This code extracts all table data into a structured format. You can process this data further with pandas or other libraries. Tables maintain their row and cell structure.

Accessing Document Properties

Word documents contain metadata called core properties. These include title, author, and creation date. You can access these using the core_properties attribute.


# Access document properties
props = doc.core_properties
print(f"Title: {props.title}")
print(f"Author: {props.author}")
print(f"Created: {props.created}")
print(f"Modified: {props.modified}")

Title: Sample Document
Author: John Smith
Created: 2023-10-15 09:30:00
Modified: 2023-10-16 14:20:00

Document properties help with organization and tracking. They're useful for document management systems. You can also modify these properties programmatically.

Working with Sections and Page Layout

Documents are divided into sections. Each section can have different page setup. This includes margins, orientation, and page size.

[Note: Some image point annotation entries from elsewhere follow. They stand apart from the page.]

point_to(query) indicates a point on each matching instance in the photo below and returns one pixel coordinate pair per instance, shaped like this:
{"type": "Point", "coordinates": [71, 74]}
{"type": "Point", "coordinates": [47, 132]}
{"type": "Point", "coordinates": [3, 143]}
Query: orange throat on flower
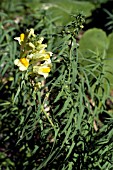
{"type": "Point", "coordinates": [25, 62]}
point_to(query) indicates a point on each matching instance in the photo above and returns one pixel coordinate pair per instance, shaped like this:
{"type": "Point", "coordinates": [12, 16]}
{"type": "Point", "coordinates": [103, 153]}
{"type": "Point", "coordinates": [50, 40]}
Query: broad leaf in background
{"type": "Point", "coordinates": [63, 10]}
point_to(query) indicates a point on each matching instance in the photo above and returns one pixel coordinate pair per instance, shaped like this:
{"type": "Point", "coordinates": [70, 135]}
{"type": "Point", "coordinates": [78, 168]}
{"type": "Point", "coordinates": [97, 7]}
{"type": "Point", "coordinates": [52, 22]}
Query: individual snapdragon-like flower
{"type": "Point", "coordinates": [33, 53]}
{"type": "Point", "coordinates": [21, 38]}
{"type": "Point", "coordinates": [22, 63]}
{"type": "Point", "coordinates": [43, 69]}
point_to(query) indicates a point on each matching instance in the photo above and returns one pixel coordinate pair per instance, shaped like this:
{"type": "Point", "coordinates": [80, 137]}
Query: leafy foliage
{"type": "Point", "coordinates": [64, 124]}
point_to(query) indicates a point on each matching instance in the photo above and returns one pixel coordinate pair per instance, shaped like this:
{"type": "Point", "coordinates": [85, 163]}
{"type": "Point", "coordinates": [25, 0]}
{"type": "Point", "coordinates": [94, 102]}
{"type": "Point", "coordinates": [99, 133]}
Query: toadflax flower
{"type": "Point", "coordinates": [22, 63]}
{"type": "Point", "coordinates": [33, 53]}
{"type": "Point", "coordinates": [21, 38]}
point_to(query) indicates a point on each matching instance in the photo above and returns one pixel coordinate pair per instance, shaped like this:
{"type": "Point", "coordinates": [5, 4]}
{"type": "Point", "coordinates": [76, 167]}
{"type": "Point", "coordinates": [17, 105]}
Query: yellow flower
{"type": "Point", "coordinates": [22, 63]}
{"type": "Point", "coordinates": [43, 69]}
{"type": "Point", "coordinates": [31, 33]}
{"type": "Point", "coordinates": [21, 38]}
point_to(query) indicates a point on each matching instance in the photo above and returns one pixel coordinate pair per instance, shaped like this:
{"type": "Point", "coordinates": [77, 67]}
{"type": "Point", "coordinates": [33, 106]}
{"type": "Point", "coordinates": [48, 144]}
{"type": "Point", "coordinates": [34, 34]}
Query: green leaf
{"type": "Point", "coordinates": [65, 8]}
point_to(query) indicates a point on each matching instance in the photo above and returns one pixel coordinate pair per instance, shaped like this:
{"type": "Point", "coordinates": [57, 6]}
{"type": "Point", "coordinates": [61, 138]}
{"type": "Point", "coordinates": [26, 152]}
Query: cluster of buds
{"type": "Point", "coordinates": [33, 55]}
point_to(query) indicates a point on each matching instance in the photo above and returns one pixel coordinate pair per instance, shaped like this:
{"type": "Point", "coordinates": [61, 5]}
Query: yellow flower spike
{"type": "Point", "coordinates": [45, 70]}
{"type": "Point", "coordinates": [31, 33]}
{"type": "Point", "coordinates": [31, 45]}
{"type": "Point", "coordinates": [22, 63]}
{"type": "Point", "coordinates": [22, 37]}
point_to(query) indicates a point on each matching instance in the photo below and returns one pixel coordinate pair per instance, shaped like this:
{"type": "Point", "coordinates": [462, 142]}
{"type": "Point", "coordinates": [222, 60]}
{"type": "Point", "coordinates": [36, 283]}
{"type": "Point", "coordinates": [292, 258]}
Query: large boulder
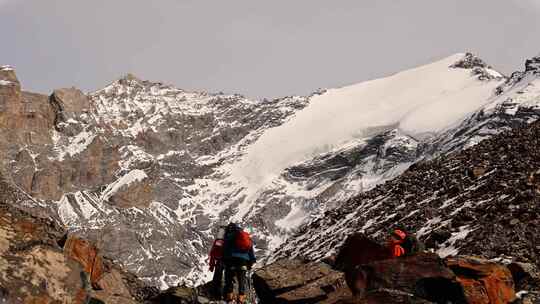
{"type": "Point", "coordinates": [358, 249]}
{"type": "Point", "coordinates": [483, 281]}
{"type": "Point", "coordinates": [40, 264]}
{"type": "Point", "coordinates": [424, 275]}
{"type": "Point", "coordinates": [296, 281]}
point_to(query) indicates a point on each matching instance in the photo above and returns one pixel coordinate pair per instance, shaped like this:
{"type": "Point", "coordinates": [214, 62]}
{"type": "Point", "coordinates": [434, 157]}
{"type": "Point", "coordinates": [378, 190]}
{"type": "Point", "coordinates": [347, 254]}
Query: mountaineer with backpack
{"type": "Point", "coordinates": [238, 258]}
{"type": "Point", "coordinates": [402, 243]}
{"type": "Point", "coordinates": [216, 262]}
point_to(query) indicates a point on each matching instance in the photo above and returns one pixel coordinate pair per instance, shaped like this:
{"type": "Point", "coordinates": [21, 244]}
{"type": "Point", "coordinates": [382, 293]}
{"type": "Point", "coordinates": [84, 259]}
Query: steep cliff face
{"type": "Point", "coordinates": [148, 171]}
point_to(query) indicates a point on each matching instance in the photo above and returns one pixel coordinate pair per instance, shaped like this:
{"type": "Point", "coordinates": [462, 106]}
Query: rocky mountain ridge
{"type": "Point", "coordinates": [148, 171]}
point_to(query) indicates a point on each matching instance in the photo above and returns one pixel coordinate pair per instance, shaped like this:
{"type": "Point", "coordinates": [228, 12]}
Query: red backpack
{"type": "Point", "coordinates": [243, 241]}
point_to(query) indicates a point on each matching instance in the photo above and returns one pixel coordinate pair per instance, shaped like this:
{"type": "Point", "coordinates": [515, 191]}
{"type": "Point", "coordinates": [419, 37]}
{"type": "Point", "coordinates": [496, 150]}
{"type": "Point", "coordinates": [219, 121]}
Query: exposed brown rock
{"type": "Point", "coordinates": [35, 269]}
{"type": "Point", "coordinates": [483, 281]}
{"type": "Point", "coordinates": [87, 255]}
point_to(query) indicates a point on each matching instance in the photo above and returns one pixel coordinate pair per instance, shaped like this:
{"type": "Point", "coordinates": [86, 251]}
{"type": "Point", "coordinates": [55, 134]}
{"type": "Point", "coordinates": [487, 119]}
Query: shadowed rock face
{"type": "Point", "coordinates": [79, 155]}
{"type": "Point", "coordinates": [422, 278]}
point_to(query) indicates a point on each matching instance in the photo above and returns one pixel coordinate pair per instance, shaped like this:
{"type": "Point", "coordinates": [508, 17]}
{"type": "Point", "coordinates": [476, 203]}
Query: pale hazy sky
{"type": "Point", "coordinates": [257, 48]}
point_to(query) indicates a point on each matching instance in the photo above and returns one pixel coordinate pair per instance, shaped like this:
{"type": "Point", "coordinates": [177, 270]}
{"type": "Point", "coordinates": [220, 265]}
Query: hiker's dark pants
{"type": "Point", "coordinates": [217, 280]}
{"type": "Point", "coordinates": [238, 272]}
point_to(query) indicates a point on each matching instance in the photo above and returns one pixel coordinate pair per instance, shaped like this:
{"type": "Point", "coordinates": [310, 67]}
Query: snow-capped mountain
{"type": "Point", "coordinates": [464, 195]}
{"type": "Point", "coordinates": [149, 171]}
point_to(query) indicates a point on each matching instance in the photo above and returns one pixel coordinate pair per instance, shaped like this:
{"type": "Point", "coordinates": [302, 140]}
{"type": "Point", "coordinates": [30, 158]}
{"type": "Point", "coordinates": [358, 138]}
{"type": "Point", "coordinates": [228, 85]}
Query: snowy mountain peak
{"type": "Point", "coordinates": [477, 66]}
{"type": "Point", "coordinates": [160, 168]}
{"type": "Point", "coordinates": [533, 65]}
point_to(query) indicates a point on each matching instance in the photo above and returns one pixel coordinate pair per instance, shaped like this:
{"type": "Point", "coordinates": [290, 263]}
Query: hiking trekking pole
{"type": "Point", "coordinates": [252, 298]}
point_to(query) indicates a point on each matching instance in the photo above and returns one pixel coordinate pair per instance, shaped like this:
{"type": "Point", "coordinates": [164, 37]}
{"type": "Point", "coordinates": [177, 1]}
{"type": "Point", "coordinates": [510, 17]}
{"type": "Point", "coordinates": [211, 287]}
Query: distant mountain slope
{"type": "Point", "coordinates": [149, 171]}
{"type": "Point", "coordinates": [483, 201]}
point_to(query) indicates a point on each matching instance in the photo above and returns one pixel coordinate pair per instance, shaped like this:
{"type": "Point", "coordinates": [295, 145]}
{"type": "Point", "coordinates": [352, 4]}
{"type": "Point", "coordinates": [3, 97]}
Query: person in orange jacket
{"type": "Point", "coordinates": [402, 243]}
{"type": "Point", "coordinates": [216, 264]}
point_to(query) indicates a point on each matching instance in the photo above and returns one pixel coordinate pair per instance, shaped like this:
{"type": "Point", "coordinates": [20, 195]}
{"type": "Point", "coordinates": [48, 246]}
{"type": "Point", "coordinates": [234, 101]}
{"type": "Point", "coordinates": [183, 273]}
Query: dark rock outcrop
{"type": "Point", "coordinates": [39, 263]}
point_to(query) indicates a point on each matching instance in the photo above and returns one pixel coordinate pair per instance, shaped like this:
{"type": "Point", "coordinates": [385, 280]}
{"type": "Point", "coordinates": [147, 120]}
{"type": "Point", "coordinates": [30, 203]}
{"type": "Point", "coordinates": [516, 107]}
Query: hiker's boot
{"type": "Point", "coordinates": [241, 299]}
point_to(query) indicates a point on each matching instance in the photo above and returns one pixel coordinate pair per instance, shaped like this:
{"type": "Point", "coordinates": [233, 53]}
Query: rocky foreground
{"type": "Point", "coordinates": [363, 273]}
{"type": "Point", "coordinates": [41, 263]}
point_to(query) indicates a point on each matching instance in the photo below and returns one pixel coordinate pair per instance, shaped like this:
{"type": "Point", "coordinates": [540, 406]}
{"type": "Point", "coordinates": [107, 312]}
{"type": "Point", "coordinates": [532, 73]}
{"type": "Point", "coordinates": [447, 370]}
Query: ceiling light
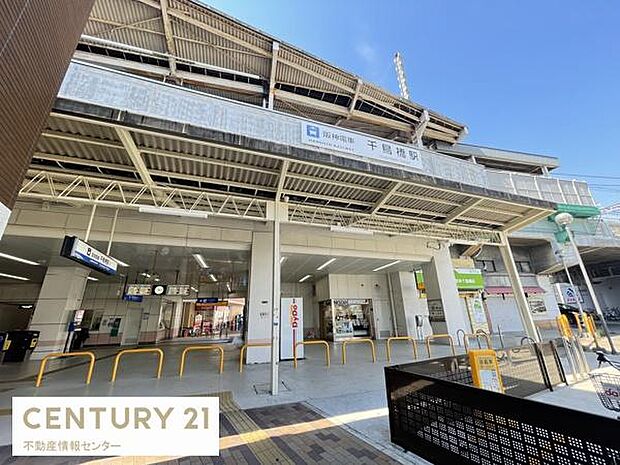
{"type": "Point", "coordinates": [17, 259]}
{"type": "Point", "coordinates": [383, 267]}
{"type": "Point", "coordinates": [172, 211]}
{"type": "Point", "coordinates": [20, 278]}
{"type": "Point", "coordinates": [119, 262]}
{"type": "Point", "coordinates": [327, 263]}
{"type": "Point", "coordinates": [343, 229]}
{"type": "Point", "coordinates": [201, 261]}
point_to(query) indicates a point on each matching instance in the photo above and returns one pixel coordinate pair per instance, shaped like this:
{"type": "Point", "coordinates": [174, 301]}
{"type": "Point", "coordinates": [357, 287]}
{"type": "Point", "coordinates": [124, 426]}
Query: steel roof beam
{"type": "Point", "coordinates": [385, 197]}
{"type": "Point", "coordinates": [464, 208]}
{"type": "Point", "coordinates": [170, 45]}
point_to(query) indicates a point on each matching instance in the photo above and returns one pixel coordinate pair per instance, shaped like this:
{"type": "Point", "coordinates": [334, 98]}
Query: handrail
{"type": "Point", "coordinates": [432, 337]}
{"type": "Point", "coordinates": [88, 354]}
{"type": "Point", "coordinates": [118, 356]}
{"type": "Point", "coordinates": [220, 349]}
{"type": "Point", "coordinates": [414, 345]}
{"type": "Point", "coordinates": [477, 335]}
{"type": "Point", "coordinates": [358, 341]}
{"type": "Point", "coordinates": [321, 342]}
{"type": "Point", "coordinates": [564, 326]}
{"type": "Point", "coordinates": [244, 348]}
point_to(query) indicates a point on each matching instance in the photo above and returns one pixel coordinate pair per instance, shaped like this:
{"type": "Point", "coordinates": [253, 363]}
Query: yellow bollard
{"type": "Point", "coordinates": [327, 356]}
{"type": "Point", "coordinates": [358, 341]}
{"type": "Point", "coordinates": [159, 352]}
{"type": "Point", "coordinates": [439, 336]}
{"type": "Point", "coordinates": [220, 349]}
{"type": "Point", "coordinates": [244, 348]}
{"type": "Point", "coordinates": [91, 365]}
{"type": "Point", "coordinates": [414, 345]}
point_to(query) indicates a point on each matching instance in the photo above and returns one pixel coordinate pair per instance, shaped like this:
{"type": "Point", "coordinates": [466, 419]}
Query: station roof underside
{"type": "Point", "coordinates": [188, 43]}
{"type": "Point", "coordinates": [89, 154]}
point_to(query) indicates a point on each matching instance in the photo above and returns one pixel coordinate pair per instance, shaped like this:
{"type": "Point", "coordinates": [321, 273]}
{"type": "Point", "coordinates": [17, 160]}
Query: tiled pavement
{"type": "Point", "coordinates": [282, 434]}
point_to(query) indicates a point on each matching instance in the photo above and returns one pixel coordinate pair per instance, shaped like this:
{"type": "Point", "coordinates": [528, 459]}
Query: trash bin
{"type": "Point", "coordinates": [5, 342]}
{"type": "Point", "coordinates": [21, 346]}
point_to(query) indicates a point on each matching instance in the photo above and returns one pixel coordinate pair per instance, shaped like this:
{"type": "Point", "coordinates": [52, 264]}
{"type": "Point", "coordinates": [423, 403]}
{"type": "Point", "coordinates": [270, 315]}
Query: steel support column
{"type": "Point", "coordinates": [517, 289]}
{"type": "Point", "coordinates": [275, 319]}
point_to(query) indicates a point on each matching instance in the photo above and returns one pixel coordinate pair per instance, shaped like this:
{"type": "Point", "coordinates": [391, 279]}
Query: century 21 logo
{"type": "Point", "coordinates": [293, 310]}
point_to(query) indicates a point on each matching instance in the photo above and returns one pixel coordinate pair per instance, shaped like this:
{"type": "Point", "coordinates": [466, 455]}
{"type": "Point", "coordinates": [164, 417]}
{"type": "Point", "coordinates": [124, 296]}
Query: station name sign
{"type": "Point", "coordinates": [328, 137]}
{"type": "Point", "coordinates": [157, 289]}
{"type": "Point", "coordinates": [79, 251]}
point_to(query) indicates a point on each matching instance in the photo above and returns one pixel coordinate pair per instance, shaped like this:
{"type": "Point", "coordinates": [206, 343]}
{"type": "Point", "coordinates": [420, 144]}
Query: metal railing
{"type": "Point", "coordinates": [323, 343]}
{"type": "Point", "coordinates": [91, 365]}
{"type": "Point", "coordinates": [244, 349]}
{"type": "Point", "coordinates": [220, 349]}
{"type": "Point", "coordinates": [433, 337]}
{"type": "Point", "coordinates": [444, 421]}
{"type": "Point", "coordinates": [117, 358]}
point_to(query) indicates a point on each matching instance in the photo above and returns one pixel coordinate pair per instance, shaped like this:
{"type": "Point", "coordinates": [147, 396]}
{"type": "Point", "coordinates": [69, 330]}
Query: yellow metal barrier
{"type": "Point", "coordinates": [358, 341]}
{"type": "Point", "coordinates": [414, 345]}
{"type": "Point", "coordinates": [578, 320]}
{"type": "Point", "coordinates": [91, 365]}
{"type": "Point", "coordinates": [476, 335]}
{"type": "Point", "coordinates": [159, 352]}
{"type": "Point", "coordinates": [203, 347]}
{"type": "Point", "coordinates": [591, 326]}
{"type": "Point", "coordinates": [244, 347]}
{"type": "Point", "coordinates": [307, 343]}
{"type": "Point", "coordinates": [439, 336]}
{"type": "Point", "coordinates": [564, 326]}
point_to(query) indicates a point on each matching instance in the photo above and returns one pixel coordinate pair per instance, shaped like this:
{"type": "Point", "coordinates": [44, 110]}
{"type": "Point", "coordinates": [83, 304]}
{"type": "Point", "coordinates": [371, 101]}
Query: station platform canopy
{"type": "Point", "coordinates": [119, 140]}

You can access section information through the sections property. This is useful for understanding document structure. For detailed page setup, check our Python-docx Page Setup: Margins, Orientation, Layout guide.

Reading Headers and Footers

Headers and footers contain repeated content on each page. Python-docx provides access to these elements. You can extract text from different header and footer types.


# Read header content
for section in doc.sections:
    header = section.header
    for paragraph in header.paragraphs:
        print(f"Header: {paragraph.text}")

Headers and footers can vary by section. Some documents have different first page headers. Our Python-docx Headers Footers Guide covers this in detail.

Handling Images and Other Objects

Word documents can contain images, charts, and other objects. While python-docx is primarily text-focused, you can detect inline shapes. However, extracting image data requires additional processing.

For adding images to documents, see our guide on Add Images to docx Using Python-docx. This covers the creation side of working with visual elements.

Practical Example: Document Analysis

Let's combine these concepts into a practical example. We'll analyze a document and extract key information.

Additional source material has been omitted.